Fatal Bear Attack: Grizzly Attacks Hunter and Guide With No Round Chambered in Sidearm
OutdoorHub Reporters 06.06.19
We’ve seen a number of scenarios lately that strongly illustrate the need for folks to keep a firearm ready to function at a moment’s notice when exploring outdoors – and yes, this means keeping a round chambered when carrying. This story of a fatal bear attack in Wyoming last year is just one more example..
The day after successfully harvesting an elk on an archery hunt, a hunting guide and a hunter from Florida were working to pack the animal out when they were attacked by two grizzly bears – a mature sow and her 150-pound cub.
As the story goes, only the guide was carrying a sidearm, but he had taken it off and set it aside to help clean the dead elk.
“Game and Fish and OSHA gave the following account of the incident: Chubon arrowed the elk in the evening of Sept. 13, Hovinga said. But the two couldn’t immediately find the mortally wounded animal. The next day, they discovered the elk carcass at the end of what Hovinga said was ‘a pretty good blood trail.’
There was no evidence, he said, that a bear had yet been to the elk carcass.
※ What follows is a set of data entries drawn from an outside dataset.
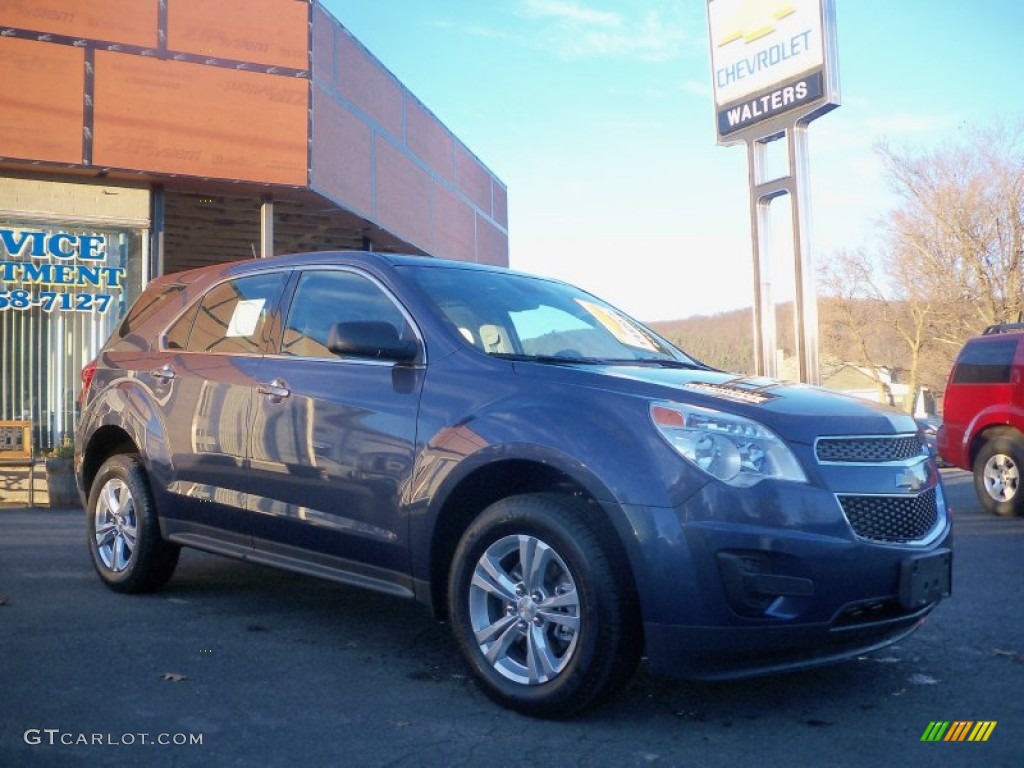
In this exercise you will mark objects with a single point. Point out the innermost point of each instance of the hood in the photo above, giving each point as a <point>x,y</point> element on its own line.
<point>796,412</point>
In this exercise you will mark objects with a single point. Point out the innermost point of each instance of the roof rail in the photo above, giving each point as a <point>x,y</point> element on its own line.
<point>1003,328</point>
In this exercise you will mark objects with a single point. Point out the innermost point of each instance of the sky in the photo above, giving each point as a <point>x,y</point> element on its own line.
<point>598,116</point>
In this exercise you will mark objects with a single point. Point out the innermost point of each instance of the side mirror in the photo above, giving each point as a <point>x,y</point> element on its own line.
<point>373,340</point>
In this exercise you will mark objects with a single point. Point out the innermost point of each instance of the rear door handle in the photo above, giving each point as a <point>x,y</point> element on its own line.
<point>275,391</point>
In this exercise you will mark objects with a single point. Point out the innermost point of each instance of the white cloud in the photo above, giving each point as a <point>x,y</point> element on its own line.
<point>570,12</point>
<point>573,30</point>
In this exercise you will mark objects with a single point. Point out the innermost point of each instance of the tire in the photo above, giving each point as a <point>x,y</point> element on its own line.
<point>997,473</point>
<point>124,536</point>
<point>561,637</point>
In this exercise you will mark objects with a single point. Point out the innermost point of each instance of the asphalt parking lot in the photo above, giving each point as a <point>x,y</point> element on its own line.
<point>235,665</point>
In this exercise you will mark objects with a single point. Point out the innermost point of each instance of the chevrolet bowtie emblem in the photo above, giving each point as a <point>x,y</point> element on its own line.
<point>754,19</point>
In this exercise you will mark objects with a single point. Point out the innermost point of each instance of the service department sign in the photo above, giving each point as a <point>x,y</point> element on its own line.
<point>773,61</point>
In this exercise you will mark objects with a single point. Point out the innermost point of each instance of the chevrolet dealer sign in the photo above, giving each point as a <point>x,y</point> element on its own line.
<point>772,64</point>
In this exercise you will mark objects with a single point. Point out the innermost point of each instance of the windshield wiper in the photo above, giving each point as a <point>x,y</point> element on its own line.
<point>660,361</point>
<point>548,358</point>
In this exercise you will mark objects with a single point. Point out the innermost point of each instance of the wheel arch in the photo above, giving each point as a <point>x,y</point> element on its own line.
<point>990,432</point>
<point>108,440</point>
<point>491,482</point>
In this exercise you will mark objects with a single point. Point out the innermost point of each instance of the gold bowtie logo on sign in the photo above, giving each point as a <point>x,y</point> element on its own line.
<point>754,19</point>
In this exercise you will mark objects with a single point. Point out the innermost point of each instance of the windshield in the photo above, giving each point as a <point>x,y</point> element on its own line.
<point>524,317</point>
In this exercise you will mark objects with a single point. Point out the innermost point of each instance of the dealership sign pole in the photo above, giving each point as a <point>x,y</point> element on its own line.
<point>774,70</point>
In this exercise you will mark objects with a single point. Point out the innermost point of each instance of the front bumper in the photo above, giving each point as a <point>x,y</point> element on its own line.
<point>774,579</point>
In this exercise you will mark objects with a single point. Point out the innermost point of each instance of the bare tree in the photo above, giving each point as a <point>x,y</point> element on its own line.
<point>951,259</point>
<point>957,236</point>
<point>854,310</point>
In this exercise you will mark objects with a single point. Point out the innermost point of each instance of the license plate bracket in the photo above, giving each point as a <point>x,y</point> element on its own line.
<point>926,579</point>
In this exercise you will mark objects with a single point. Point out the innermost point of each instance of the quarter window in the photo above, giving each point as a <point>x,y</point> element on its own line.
<point>231,316</point>
<point>986,363</point>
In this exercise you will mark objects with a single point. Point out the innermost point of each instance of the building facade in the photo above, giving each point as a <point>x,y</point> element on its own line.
<point>148,136</point>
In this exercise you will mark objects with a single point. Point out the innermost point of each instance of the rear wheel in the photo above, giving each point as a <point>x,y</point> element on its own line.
<point>124,536</point>
<point>540,607</point>
<point>997,471</point>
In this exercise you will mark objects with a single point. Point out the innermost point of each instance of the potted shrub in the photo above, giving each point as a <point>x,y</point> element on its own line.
<point>60,476</point>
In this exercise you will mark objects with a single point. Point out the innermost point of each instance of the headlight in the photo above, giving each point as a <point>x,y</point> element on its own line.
<point>737,451</point>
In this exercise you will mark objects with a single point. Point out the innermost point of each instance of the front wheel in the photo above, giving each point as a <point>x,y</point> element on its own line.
<point>124,536</point>
<point>997,470</point>
<point>542,611</point>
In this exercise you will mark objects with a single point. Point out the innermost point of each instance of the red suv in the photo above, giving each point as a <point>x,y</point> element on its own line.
<point>983,417</point>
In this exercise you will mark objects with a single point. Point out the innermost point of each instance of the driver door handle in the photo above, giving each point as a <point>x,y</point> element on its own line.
<point>275,391</point>
<point>164,374</point>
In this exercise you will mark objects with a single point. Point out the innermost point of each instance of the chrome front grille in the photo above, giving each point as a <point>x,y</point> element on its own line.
<point>892,519</point>
<point>867,450</point>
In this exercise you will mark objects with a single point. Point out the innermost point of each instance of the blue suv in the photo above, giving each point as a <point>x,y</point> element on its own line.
<point>568,489</point>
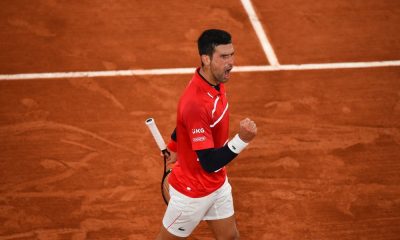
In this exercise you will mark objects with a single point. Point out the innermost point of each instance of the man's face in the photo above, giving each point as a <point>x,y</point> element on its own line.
<point>222,62</point>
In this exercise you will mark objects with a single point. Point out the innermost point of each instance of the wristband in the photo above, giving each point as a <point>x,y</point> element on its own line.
<point>237,145</point>
<point>172,146</point>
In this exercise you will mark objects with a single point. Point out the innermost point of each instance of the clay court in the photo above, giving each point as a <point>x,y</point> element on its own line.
<point>79,78</point>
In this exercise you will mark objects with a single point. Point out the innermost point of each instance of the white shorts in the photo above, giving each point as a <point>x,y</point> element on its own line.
<point>184,213</point>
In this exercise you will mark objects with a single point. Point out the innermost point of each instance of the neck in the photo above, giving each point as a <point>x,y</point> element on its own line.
<point>207,75</point>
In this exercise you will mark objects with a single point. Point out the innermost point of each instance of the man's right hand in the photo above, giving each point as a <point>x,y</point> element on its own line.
<point>248,130</point>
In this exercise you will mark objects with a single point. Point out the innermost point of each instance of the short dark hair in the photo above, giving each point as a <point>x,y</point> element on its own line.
<point>211,38</point>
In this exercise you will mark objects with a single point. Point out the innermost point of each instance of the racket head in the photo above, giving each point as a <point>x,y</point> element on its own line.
<point>165,186</point>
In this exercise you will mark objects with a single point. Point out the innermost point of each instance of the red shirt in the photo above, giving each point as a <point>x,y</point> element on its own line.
<point>202,122</point>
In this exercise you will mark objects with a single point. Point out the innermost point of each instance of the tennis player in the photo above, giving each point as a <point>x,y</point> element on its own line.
<point>199,187</point>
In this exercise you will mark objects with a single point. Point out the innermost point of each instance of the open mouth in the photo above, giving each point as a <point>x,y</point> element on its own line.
<point>227,72</point>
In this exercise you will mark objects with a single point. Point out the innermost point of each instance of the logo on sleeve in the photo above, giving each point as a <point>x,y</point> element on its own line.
<point>199,139</point>
<point>197,130</point>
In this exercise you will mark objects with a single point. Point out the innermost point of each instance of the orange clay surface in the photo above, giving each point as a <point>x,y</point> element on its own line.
<point>77,161</point>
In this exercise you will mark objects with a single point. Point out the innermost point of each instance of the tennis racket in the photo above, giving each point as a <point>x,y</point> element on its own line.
<point>151,124</point>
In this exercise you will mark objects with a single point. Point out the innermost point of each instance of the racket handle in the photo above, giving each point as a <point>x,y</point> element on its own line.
<point>151,124</point>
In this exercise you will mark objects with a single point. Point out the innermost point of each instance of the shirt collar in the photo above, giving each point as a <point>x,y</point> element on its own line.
<point>206,87</point>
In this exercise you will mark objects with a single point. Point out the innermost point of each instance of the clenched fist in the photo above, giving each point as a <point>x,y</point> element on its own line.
<point>248,130</point>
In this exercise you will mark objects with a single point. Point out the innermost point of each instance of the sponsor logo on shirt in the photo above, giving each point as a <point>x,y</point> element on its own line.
<point>197,130</point>
<point>199,139</point>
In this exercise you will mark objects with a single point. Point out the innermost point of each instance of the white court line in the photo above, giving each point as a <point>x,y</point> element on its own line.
<point>262,36</point>
<point>176,71</point>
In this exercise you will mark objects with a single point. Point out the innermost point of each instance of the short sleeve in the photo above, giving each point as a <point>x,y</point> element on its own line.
<point>197,122</point>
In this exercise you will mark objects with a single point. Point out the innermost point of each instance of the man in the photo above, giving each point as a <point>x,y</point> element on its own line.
<point>199,187</point>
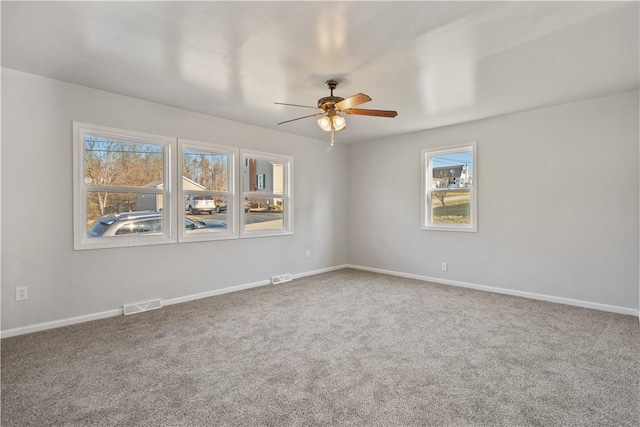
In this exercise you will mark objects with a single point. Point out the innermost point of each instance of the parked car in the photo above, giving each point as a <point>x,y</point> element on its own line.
<point>147,222</point>
<point>196,204</point>
<point>221,205</point>
<point>191,224</point>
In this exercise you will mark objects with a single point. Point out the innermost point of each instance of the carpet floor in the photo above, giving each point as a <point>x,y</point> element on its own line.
<point>346,348</point>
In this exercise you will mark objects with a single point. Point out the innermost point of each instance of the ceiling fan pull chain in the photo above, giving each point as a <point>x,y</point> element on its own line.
<point>333,133</point>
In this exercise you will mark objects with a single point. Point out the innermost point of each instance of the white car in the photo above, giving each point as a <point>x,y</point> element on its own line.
<point>199,204</point>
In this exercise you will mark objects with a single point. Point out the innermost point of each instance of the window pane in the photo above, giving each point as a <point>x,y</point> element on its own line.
<point>263,175</point>
<point>108,203</point>
<point>204,170</point>
<point>115,214</point>
<point>265,214</point>
<point>450,207</point>
<point>452,170</point>
<point>205,221</point>
<point>113,162</point>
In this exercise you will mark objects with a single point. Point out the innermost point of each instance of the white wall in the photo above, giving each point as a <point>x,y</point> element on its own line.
<point>37,239</point>
<point>558,204</point>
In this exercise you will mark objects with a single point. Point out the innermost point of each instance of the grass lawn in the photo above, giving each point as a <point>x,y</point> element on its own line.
<point>455,212</point>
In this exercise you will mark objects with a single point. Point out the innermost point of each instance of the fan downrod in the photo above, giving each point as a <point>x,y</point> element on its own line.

Nevertheless, ‘I’m certain it was coming to the scent,’ at the time of the attack, [Wyoming Game and Fish Regional Wildlife Supervisor Brad] Hovinga said.
Before the two began field dressing the elk, ‘the guide removed an automatic pistol that he carried in a chest holster as well as his shirt and left them with the two men’s packs a short distance up the hill from the carcass…’ OSHA wrote in its fatal alert.
‘They had removed the intestines and all the guts and were quartering it up,’ Hovinga said, Uptain was sawing off the elk’s antlers when the two heard rocks rolling ‘and turned and discovered the bear coming,’ Hovinga said. ‘It just came to them immediately … at full speed,’ over rolling terrain across which there was only a broken line of sight.
The bear hit Uptain as Chubon went for the pistol. ‘He said he had [the Glock],’ Hovinga told WyoFile. ‘He had a hard time trying to find a clear shot.’
Chubon tried to shoot the bear, Hovinga said. ‘He grabbed [the pistol], was unable to make it fire,’ Hovinga said. ‘There was not a round in the chamber, so the gun was empty. He couldn’t make the gun work.’
After hitting Uptain, the grizzly quickly turned and bit Chubon in the ankle.
‘He swung me around in the air,’ Chubon told WKMG Television in Orlando, Florida, near where he lives. That’s when Chubon threw the pistol toward Uptain.
It was ‘a matter of seconds’ during which the bear attacked Uptain, turned on Chubon and then returned to further maul Uptain, Hovinga said.
But the Glock, ‘it didn’t make to Mark [Uptain],’ Hovinga said. ‘The hunter fled.’
Chubon mounted a horse and rode to where he had cell service and called for help.”
Just making the phone call alone was a stroke of luck. According to one of the first responders as reported in Jackson Hole News & Guide:
“‘I’m not quite sure how he did that, because there’s no cell service out there at all,’ Carr said. ‘That’s something we could not duplicate when we were there on the scene.'”
If only he’d known how to run a semi-automatic pistol as well as he worked his phone that day. Apparently he didn’t know how to chamber a round, and of course no gun can be fired without ammo in the chamber. The pistol and magazine were found in different locations, but it’s unknown whether the magazine may have been released by Chubon in his urgent attempts to make the gun fire — he may have been searching for a safety — or if it separated from the handgun when he threw it down and fled.
The bottom line? Load your gun people! And always keep it where you know you can reach it in any given scenario.
Prayers for Uptain’s family and friends.